Барнара, видимо, одолела такая же тоска, потому что он вдруг выпалил вопрос, от которого в другое время его удержало бы простое сострадание к нашему проводнику. Но сейчас ненавистное однообразие окружающего пейзажа взяло над ним верх, и он, не сдерживаясь более, спросил:
– И все-таки, что в нас есть такое, что заставляет их так жадно охотиться за нами, Пират? Не могут они, что ли, друг другом наесться?
Барнар немедленно пожалел о сказанном, в его взгляде, устремленном на Гильдмирта, ясно читалась мольба о прощении. Но все же и он, и я ждали ответа. Долгие болезненные размышления снова окрасили глаза Пирата в цвет свежей крови, но голос его был спокоен и даже мягок.
– Кто же больше страдает от их неутолимого голода, чем они сами, Барнар? От кого бы они ни произошли, их существование преследует одну-единственную цель: охоту для утоления голода. Вся их жизнь есть один нескончаемый, ничем не просветленный процесс добычи пищи.

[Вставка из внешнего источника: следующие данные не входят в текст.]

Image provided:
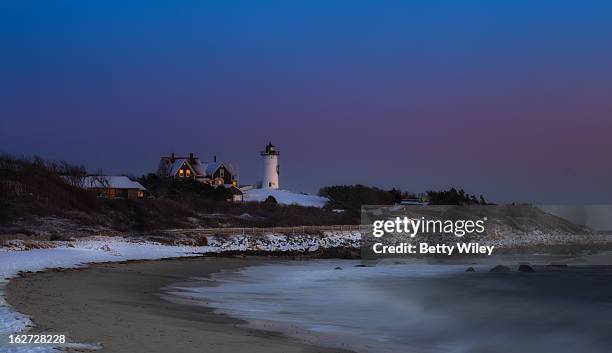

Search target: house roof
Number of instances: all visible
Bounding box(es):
[160,153,236,177]
[77,175,147,191]
[170,158,197,175]
[206,162,236,176]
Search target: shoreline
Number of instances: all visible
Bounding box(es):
[6,257,349,353]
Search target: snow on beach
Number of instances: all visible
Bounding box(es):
[244,189,328,208]
[0,232,361,353]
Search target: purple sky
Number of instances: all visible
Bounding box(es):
[0,1,612,203]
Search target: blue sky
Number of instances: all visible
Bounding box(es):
[0,1,612,203]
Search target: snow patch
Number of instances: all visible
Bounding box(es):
[244,189,328,208]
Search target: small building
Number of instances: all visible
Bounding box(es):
[157,153,238,186]
[79,175,147,199]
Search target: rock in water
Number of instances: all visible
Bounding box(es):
[489,265,510,272]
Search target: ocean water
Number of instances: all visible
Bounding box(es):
[166,260,612,353]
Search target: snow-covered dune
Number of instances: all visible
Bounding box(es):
[244,189,328,207]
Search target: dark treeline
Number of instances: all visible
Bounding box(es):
[0,155,358,234]
[319,184,487,211]
[319,184,406,210]
[427,188,487,205]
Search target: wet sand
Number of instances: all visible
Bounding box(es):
[7,258,348,353]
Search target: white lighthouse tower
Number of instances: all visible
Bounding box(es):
[261,142,280,189]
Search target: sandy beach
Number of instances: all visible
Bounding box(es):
[7,258,346,353]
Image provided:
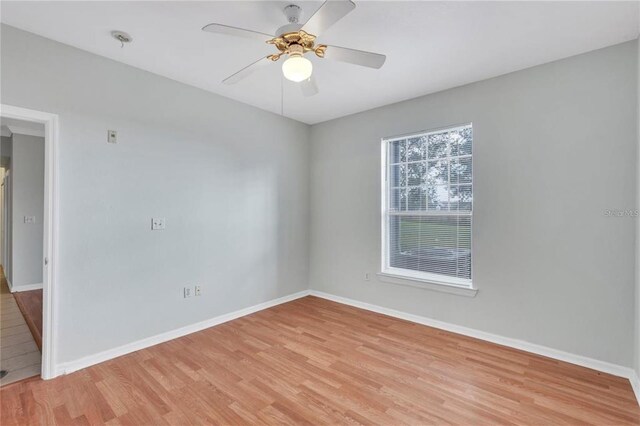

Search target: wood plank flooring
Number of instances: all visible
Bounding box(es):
[0,268,42,386]
[0,297,640,426]
[13,290,42,351]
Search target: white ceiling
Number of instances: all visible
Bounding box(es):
[1,0,639,124]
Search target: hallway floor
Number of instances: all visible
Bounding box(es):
[0,269,42,386]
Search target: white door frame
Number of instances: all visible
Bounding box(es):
[0,104,59,379]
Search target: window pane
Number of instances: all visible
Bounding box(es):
[407,136,426,161]
[389,164,407,187]
[389,140,406,163]
[389,188,407,211]
[407,163,427,186]
[451,157,472,184]
[385,126,473,279]
[449,185,473,211]
[407,188,427,211]
[427,133,449,159]
[427,185,449,210]
[389,216,471,279]
[427,160,449,186]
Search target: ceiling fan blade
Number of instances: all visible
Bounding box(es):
[202,24,273,41]
[222,57,273,84]
[324,46,387,68]
[302,0,356,36]
[300,75,318,98]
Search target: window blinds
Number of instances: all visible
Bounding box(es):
[384,125,473,286]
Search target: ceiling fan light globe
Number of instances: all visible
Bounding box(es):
[282,56,313,83]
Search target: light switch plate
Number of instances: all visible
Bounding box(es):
[151,217,166,231]
[107,130,118,143]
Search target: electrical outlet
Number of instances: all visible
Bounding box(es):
[151,217,166,231]
[107,130,118,143]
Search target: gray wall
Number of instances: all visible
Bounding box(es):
[633,38,640,376]
[310,41,637,366]
[11,133,44,291]
[0,26,309,362]
[0,135,13,283]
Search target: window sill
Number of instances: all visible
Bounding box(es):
[377,272,478,297]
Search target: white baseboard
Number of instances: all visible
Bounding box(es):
[7,280,42,293]
[54,290,309,377]
[629,371,640,404]
[310,290,640,382]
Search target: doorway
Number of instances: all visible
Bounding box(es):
[0,104,58,379]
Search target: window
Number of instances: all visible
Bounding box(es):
[382,124,473,288]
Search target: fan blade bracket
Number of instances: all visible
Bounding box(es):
[313,44,327,58]
[202,23,273,40]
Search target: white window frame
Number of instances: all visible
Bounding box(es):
[378,123,477,296]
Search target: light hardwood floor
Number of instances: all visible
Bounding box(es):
[0,268,42,386]
[13,290,42,351]
[0,297,640,426]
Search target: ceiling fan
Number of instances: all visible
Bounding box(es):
[202,0,386,96]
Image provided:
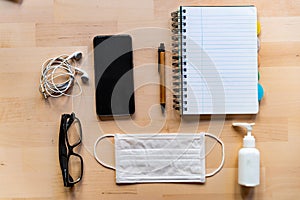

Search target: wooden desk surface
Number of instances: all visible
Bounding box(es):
[0,0,300,200]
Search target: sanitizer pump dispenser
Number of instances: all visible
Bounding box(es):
[232,123,260,187]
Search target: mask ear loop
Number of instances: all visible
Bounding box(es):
[205,133,225,177]
[94,134,116,170]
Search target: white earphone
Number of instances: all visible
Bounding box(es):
[40,52,89,98]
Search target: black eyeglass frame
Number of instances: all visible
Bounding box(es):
[58,113,83,187]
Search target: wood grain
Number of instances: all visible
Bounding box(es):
[0,0,300,200]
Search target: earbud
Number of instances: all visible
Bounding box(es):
[75,67,89,83]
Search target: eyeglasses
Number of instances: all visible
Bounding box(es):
[59,113,83,187]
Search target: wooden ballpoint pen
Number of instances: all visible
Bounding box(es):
[158,43,166,113]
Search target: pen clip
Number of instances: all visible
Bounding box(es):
[157,43,165,73]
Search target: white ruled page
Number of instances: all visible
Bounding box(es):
[182,6,258,114]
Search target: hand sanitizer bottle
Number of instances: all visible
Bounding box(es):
[232,123,260,187]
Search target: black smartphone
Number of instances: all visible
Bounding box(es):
[93,35,135,119]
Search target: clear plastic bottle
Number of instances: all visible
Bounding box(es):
[232,123,260,187]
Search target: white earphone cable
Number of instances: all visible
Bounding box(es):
[39,54,82,98]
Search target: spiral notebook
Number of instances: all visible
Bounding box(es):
[171,6,258,115]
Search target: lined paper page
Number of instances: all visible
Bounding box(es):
[182,6,258,114]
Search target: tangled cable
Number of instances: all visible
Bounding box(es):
[39,52,88,98]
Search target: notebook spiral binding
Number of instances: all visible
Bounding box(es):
[171,7,187,113]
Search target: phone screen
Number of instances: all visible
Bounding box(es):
[93,35,135,119]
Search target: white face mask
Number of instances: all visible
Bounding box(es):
[94,133,225,183]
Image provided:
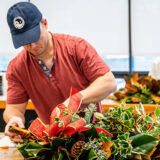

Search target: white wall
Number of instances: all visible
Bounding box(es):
[0,0,128,55]
[0,0,24,55]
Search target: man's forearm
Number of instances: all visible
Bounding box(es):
[3,102,27,123]
[80,72,117,104]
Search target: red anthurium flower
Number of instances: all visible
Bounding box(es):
[63,118,86,136]
[78,127,113,137]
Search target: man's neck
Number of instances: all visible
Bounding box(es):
[36,33,54,68]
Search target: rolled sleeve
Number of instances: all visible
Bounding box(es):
[76,39,110,82]
[6,62,29,104]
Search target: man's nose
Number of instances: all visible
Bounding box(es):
[30,43,37,49]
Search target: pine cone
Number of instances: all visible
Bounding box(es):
[78,132,85,141]
[71,141,85,158]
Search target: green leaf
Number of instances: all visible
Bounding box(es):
[127,107,134,113]
[145,115,154,123]
[149,126,160,137]
[155,108,160,117]
[82,127,98,139]
[25,148,51,157]
[58,122,64,127]
[58,148,70,160]
[84,103,97,124]
[76,148,97,160]
[121,112,129,120]
[131,134,159,154]
[94,112,105,120]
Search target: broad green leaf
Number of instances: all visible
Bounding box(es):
[94,112,105,119]
[58,148,69,160]
[145,115,154,123]
[25,148,51,157]
[149,126,160,137]
[131,134,159,154]
[82,127,98,139]
[127,107,134,113]
[155,108,160,117]
[76,148,97,160]
[121,112,129,120]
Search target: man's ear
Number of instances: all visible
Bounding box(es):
[42,18,48,28]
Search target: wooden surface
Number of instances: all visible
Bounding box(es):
[102,99,160,114]
[0,100,34,110]
[0,148,24,160]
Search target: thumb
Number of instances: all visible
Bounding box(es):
[17,121,25,128]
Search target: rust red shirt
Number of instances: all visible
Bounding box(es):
[6,34,110,123]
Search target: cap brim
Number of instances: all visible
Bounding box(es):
[12,24,40,48]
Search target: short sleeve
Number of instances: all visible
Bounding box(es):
[6,63,29,104]
[76,39,110,82]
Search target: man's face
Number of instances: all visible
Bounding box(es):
[23,22,49,57]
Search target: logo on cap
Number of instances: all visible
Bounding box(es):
[13,17,25,29]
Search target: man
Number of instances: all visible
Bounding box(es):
[3,2,116,142]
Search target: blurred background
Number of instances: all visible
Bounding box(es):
[0,0,160,130]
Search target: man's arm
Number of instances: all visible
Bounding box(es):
[3,102,27,142]
[80,72,117,104]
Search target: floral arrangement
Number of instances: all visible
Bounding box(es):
[10,89,160,160]
[113,73,160,104]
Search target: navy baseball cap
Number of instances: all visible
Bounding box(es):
[7,2,42,48]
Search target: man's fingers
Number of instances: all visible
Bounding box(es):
[10,135,23,143]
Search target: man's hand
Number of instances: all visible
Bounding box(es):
[5,116,24,143]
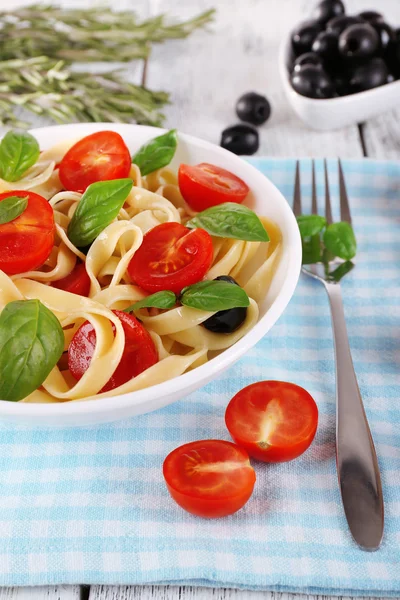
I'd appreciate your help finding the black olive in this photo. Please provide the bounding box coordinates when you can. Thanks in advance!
[290,65,335,99]
[359,10,383,24]
[326,15,364,35]
[292,21,322,56]
[339,23,379,59]
[312,31,339,65]
[350,58,389,92]
[220,123,259,155]
[371,20,396,53]
[334,71,355,96]
[313,0,345,24]
[293,52,323,71]
[385,39,400,78]
[202,275,247,333]
[236,92,271,125]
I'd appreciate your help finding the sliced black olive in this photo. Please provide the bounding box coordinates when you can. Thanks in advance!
[339,23,379,60]
[292,21,322,56]
[290,65,335,99]
[350,58,389,92]
[220,123,259,155]
[236,92,271,125]
[202,275,247,333]
[359,10,383,23]
[293,52,323,71]
[312,31,339,64]
[313,0,345,24]
[326,15,364,35]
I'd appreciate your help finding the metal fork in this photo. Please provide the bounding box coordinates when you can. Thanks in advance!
[293,160,384,550]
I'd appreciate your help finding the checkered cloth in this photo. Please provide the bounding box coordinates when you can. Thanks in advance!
[0,159,400,596]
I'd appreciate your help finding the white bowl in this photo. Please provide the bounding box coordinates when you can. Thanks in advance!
[0,123,301,427]
[279,37,400,130]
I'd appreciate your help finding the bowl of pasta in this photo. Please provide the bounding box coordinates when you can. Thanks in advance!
[0,123,301,426]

(Слушая, я вдруг увидел, как по ближайшей к нам стене тумана пробежала щель, раздвинулась и за ней приоткрылся уходящий в зыбкую глубину кривой коридор.)
– И кто, кроме людей, обладает волей, намного превосходящей их телесную природу? Чье «я», воспарив мечтой к новым высотам, способно поспорить как с нынешними обстоятельствами, так и собственными прошлыми деяниями, а тем более бросить им прямой вызов?

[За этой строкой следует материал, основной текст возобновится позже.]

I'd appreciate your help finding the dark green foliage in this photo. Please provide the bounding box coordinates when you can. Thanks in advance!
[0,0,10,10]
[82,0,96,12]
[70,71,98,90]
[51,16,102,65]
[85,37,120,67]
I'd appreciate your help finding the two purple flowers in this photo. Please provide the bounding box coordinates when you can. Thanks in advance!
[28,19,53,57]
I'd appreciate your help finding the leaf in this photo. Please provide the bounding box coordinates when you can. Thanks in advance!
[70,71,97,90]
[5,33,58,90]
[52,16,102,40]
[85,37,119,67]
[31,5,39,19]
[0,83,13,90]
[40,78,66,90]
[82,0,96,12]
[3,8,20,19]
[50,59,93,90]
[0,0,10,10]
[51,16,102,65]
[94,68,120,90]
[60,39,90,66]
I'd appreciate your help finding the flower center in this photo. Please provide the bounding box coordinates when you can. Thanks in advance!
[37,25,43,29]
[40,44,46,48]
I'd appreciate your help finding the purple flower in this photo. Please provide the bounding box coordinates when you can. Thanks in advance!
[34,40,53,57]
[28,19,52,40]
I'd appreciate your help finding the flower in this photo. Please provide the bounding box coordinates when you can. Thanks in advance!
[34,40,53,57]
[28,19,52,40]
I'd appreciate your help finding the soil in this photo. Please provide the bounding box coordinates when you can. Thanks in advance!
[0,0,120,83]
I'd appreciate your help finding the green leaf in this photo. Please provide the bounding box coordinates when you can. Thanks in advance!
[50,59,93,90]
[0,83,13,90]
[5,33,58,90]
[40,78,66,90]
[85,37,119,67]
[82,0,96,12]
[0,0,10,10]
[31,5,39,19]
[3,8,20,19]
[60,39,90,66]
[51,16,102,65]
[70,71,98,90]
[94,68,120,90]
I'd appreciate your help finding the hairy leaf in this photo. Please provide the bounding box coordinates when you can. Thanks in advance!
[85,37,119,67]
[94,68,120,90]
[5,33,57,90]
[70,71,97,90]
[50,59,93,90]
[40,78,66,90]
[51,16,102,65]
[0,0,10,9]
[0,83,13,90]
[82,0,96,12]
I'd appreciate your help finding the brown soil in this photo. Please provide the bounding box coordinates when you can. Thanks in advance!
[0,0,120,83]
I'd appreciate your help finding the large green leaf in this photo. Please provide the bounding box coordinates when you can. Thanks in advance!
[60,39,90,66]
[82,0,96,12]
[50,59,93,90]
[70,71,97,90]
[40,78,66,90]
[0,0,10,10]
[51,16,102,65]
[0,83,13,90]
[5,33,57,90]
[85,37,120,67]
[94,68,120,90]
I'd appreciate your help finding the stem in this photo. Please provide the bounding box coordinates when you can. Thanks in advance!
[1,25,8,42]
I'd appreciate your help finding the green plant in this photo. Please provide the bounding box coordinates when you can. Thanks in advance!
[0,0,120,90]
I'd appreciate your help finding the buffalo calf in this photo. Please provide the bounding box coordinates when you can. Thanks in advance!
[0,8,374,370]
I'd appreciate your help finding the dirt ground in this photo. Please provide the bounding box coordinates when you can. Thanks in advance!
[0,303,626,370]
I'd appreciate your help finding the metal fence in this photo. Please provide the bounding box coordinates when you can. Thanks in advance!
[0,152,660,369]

(Крохотное, еле различимое нечто отчаянно рвалось вверх по кривому коридору – маленькое пятнышко, точка, еле видимая сквозь полупрозрачную дымку тумана.)
– Именно это уникальное стремление достичь того, что не предусмотрено природой, проливающее совершенно новый свет и придающее новый смысл бездушному, так называемой реальной жизни, и жаждут попробовать на зуб демоны.